Overall, the authorities consider that the majority of new contracts could move to RFRs now, without term rates being available. They acknowledge that for some parts of the market, term rates will be important but that “they should only be used where necessary”.
What supervisors expect from firms
The FCA, CFTC and FSB set out clear expectations of what firms need to do in relation to transition. Andrew Bailey asserts that firms must ensure that they can demonstrate to their supervisors “that they have plans in place to mitigate the risks, and to reduce dependencies on LIBOR”.

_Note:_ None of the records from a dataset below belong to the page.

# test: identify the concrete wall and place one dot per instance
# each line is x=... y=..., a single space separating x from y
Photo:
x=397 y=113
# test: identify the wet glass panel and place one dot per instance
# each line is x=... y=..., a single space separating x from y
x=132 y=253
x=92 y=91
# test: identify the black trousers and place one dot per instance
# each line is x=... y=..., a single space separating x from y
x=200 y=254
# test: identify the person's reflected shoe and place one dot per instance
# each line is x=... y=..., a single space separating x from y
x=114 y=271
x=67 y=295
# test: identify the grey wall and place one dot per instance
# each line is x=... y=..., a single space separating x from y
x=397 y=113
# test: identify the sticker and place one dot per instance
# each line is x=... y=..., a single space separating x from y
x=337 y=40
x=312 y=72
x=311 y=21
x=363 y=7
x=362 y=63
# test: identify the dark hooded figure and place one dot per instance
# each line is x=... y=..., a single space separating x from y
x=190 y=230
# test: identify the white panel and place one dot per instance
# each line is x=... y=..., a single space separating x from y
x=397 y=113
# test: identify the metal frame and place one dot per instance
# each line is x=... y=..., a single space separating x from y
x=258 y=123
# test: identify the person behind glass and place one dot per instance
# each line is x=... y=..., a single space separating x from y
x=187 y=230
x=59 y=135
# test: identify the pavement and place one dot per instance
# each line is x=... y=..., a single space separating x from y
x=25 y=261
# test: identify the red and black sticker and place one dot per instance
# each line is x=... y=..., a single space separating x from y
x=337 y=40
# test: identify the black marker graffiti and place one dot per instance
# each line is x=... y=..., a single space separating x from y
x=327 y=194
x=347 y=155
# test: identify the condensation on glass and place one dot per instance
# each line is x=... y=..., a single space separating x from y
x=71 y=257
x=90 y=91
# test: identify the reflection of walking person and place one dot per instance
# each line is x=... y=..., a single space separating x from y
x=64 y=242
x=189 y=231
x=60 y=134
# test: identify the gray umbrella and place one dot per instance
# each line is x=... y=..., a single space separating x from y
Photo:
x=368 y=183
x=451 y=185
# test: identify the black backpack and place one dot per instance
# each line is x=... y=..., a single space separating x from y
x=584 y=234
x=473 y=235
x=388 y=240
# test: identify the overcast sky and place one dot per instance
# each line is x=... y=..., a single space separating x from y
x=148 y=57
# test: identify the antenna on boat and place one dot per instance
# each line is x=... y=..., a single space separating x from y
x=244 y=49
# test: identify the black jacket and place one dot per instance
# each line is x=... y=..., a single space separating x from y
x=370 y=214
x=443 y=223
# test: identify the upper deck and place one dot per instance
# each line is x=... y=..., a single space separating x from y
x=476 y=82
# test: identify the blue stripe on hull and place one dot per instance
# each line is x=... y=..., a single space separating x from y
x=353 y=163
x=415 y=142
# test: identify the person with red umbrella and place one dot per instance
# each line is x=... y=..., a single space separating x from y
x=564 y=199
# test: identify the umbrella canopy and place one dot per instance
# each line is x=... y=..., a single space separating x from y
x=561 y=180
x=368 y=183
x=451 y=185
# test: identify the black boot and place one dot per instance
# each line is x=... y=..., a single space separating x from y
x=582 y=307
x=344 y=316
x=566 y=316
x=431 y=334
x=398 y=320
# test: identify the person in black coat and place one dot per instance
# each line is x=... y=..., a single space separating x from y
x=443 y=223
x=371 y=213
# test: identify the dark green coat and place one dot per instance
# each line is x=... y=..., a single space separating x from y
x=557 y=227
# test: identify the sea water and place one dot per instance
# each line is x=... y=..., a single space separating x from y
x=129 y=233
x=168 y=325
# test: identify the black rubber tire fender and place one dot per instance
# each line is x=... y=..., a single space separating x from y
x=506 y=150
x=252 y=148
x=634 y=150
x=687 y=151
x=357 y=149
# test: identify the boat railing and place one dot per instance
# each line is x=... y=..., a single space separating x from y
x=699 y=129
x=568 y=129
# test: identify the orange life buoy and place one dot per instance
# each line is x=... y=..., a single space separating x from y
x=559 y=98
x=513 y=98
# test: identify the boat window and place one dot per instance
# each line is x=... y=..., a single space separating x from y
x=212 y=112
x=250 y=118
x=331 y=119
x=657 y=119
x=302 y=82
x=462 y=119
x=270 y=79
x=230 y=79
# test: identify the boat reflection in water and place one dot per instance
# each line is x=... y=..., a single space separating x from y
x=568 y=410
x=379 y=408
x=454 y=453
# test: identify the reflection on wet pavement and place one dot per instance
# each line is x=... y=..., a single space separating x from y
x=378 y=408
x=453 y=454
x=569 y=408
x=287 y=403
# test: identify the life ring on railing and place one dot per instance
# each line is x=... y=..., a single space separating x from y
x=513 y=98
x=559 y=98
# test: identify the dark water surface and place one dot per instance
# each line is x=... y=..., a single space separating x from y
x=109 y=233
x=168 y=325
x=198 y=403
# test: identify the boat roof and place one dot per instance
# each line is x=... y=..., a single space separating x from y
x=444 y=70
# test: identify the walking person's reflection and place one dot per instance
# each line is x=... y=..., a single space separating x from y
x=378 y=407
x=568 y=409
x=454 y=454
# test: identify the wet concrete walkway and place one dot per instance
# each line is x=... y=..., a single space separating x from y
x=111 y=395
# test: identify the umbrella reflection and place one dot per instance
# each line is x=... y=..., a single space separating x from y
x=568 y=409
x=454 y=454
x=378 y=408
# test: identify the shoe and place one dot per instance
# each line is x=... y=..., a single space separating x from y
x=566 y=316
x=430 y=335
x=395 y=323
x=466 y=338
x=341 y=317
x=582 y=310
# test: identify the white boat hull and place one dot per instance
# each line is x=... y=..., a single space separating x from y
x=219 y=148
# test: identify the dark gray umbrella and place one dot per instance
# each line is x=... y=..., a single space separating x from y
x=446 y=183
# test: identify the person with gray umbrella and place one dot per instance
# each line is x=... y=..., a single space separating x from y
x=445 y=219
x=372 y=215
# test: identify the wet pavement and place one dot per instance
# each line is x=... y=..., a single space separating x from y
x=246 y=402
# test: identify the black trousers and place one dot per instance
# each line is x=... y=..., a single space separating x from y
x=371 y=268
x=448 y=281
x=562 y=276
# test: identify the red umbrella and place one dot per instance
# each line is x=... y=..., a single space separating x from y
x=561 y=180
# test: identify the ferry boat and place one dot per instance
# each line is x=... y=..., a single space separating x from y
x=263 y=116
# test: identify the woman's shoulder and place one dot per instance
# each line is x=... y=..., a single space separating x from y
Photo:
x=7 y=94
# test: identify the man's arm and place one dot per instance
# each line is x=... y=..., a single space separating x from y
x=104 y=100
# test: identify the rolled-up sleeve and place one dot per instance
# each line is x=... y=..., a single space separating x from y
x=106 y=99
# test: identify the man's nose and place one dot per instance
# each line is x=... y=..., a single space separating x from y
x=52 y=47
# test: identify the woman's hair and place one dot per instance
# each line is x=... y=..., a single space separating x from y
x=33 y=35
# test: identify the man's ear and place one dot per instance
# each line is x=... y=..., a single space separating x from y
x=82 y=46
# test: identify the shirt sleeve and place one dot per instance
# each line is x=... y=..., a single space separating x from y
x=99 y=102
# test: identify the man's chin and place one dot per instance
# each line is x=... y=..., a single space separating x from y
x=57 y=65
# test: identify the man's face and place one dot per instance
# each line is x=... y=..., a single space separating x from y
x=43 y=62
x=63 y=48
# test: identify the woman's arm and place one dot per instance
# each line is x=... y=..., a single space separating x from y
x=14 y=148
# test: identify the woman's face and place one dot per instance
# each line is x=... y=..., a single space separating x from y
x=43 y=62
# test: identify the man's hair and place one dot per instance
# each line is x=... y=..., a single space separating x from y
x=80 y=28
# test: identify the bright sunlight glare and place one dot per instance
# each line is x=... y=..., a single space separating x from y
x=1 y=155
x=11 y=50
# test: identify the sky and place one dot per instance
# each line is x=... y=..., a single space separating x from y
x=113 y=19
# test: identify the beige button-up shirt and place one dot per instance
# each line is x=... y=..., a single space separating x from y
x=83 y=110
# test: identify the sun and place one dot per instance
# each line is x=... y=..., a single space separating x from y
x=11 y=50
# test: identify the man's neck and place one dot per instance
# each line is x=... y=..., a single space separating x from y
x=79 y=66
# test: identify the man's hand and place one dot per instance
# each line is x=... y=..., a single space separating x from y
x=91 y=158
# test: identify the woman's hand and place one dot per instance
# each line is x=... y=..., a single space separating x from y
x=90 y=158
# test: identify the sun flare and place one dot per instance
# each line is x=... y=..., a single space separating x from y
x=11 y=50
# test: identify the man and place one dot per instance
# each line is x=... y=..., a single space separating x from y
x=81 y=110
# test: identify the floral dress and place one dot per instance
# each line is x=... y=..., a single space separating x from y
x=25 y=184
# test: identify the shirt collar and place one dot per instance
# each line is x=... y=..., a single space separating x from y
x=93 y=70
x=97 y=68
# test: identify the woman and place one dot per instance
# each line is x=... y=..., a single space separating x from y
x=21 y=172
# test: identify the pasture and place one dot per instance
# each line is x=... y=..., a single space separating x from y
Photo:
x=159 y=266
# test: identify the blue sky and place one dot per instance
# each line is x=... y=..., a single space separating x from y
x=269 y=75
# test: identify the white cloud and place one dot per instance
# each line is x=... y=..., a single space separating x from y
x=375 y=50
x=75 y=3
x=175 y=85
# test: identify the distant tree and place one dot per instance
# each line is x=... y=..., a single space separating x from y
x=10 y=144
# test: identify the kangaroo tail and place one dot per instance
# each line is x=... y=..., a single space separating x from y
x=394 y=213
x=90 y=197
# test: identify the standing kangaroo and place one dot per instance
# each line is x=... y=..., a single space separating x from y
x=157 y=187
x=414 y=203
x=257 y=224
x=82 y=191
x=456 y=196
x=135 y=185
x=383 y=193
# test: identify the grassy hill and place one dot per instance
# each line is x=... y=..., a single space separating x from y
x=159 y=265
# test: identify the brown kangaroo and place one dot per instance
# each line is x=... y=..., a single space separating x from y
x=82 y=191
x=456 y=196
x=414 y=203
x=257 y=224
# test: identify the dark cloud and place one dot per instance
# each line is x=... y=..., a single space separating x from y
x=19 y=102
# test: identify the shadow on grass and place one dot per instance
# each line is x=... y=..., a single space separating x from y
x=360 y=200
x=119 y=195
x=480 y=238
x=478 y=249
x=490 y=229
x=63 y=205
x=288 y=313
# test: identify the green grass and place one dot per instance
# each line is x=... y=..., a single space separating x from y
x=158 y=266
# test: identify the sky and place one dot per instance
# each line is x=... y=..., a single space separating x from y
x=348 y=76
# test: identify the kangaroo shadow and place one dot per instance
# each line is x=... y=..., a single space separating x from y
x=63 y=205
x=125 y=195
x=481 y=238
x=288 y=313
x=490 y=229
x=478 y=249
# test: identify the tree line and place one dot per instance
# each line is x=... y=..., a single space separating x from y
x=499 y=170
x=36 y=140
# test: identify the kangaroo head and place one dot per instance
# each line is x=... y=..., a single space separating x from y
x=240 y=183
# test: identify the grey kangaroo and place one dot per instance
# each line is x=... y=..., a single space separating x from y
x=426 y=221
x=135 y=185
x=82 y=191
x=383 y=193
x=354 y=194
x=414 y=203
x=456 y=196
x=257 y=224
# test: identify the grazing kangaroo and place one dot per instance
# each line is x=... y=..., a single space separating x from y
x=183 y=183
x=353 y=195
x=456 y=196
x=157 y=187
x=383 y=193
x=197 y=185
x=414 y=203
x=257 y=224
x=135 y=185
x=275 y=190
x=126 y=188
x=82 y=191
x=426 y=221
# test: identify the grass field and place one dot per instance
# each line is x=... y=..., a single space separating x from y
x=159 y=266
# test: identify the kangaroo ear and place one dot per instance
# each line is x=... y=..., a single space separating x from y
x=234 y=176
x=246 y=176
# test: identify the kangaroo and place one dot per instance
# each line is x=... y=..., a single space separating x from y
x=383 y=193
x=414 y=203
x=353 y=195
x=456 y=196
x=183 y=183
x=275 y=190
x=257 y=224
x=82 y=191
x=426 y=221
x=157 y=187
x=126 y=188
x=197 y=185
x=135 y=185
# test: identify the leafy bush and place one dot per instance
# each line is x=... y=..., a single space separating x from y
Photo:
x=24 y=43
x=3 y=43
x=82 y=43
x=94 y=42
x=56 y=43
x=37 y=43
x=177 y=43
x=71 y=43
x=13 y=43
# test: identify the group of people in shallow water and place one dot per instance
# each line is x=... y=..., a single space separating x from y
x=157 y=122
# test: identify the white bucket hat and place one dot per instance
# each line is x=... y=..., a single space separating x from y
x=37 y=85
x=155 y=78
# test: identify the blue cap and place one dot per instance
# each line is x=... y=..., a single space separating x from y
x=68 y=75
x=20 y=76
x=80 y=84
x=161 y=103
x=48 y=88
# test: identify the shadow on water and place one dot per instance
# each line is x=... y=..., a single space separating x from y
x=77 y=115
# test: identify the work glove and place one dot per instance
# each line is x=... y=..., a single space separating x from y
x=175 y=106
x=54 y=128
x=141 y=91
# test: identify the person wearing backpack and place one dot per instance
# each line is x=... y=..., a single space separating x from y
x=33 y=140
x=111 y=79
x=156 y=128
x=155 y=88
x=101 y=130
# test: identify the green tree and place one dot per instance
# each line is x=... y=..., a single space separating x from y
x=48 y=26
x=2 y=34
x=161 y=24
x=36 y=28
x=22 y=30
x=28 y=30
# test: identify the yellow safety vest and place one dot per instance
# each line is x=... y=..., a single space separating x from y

This is echoed by Commissioner Quintenz, who states that each firm must develop an “individual implementation plan, including assessing its exposures tied to LIBOR-based products and determining how to amend legacy contracts to reflect an alternative RFR”. The FSB highlights that the International Organization of Securities Commissions has set out the importance of contingency plans for the cessation of a benchmark, including sufficiently robust fall back provisions, and that the EU Benchmarks Regulation requires firms to include robust plans in the event of the discontinuance of a benchmark.
Furthermore, Commissioner Quintenz points out that “risk management models must be updated to incorporate RFRs and take into account the basis risk that will exist between LIBOR and the various RFRs across jurisdictions during any transition period”.
Importantly, Andrew Bailey outlines key obligations that firms owe to their clients, including that:
- issuers of LIBOR-related listed securities owe duties of disclosure under prospectus requirements;
- banks and investment firms need to consider the design and risks of any new LIBOR-referencing products as part of their product governance obligations;
- those acting on behalf of investors will need to guarantee they have considered and understand what will happen to LIBOR-referencing instruments in the event of LIBOR discontinuation;
- investment advisors and portfolio managers may need to show that they have considered whether investments remain suitable if there is no clear plan on what will happen in the event of discontinuation;
- brokers or platforms offering non-advised services need to disclose to clients “in an understandable way” information on the key features and risks of financial instruments they make available; and
- for an instrument relying on LIBOR beyond end-2021, the risk of discontinuation will need to be covered.
It is clear that regulators expect firms to act now and be able to document and demonstrate to their supervisors the steps they have taken to deal with transition and mitigate any associated risks.